Asked about perceptions of rising intolerance in India, the exiled Tibetan spiritual leader appeared to point to the bruising defeat suffered by Indian Prime Minister Narendra Modi’s right-wing Bharatiya Janata Party (BJP) in assembly elections this month.

“I think Bihar, if I may say so, Bihar elections I think shows the majority of Hindu people still believe (in) harmony,” the Dalai Lama told a press conference at the Lovely Professional University in Punjab, where he was guest of honour at a graduation ceremony.

The Buddhist leader declined to elaborate on his remarks on Bihar, but said he did not believe intolerance was growing in the Hindu-majority nation which has sizeable Muslim, Sikh, Christian and Buddhist minorities.

“I think a few individuals’ political interests or party politics… sometimes it (intolerance) happens but that, I think, is not the real picture of India,” the Dalai Lama said.

“I think India is a living example of all major world religions, traditions living together.”

Dozens of Indian writers and artists have handed back awards in recent weeks protesting against what they say is mounting intolerance under Modi after a spate of violent attacks on secular thinkers and Muslims.
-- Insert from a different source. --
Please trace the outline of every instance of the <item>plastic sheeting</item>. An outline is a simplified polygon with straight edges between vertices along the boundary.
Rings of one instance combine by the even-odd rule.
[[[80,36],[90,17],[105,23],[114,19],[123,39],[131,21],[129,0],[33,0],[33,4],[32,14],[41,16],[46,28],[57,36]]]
Nearly 200 figures including author Salman Rushdie signed an open letter this week urging British Prime Minister David Cameron to raise “the rising climate of fear” in India with Modi, currently on a visit to Britain.

The ruling BJP suffered a shock poll loss at assembly elections in Bihar, one of India’s biggest and poorest states after a no-holds barred campaign personally fronted by the prime minister, results announced on November 8 showed.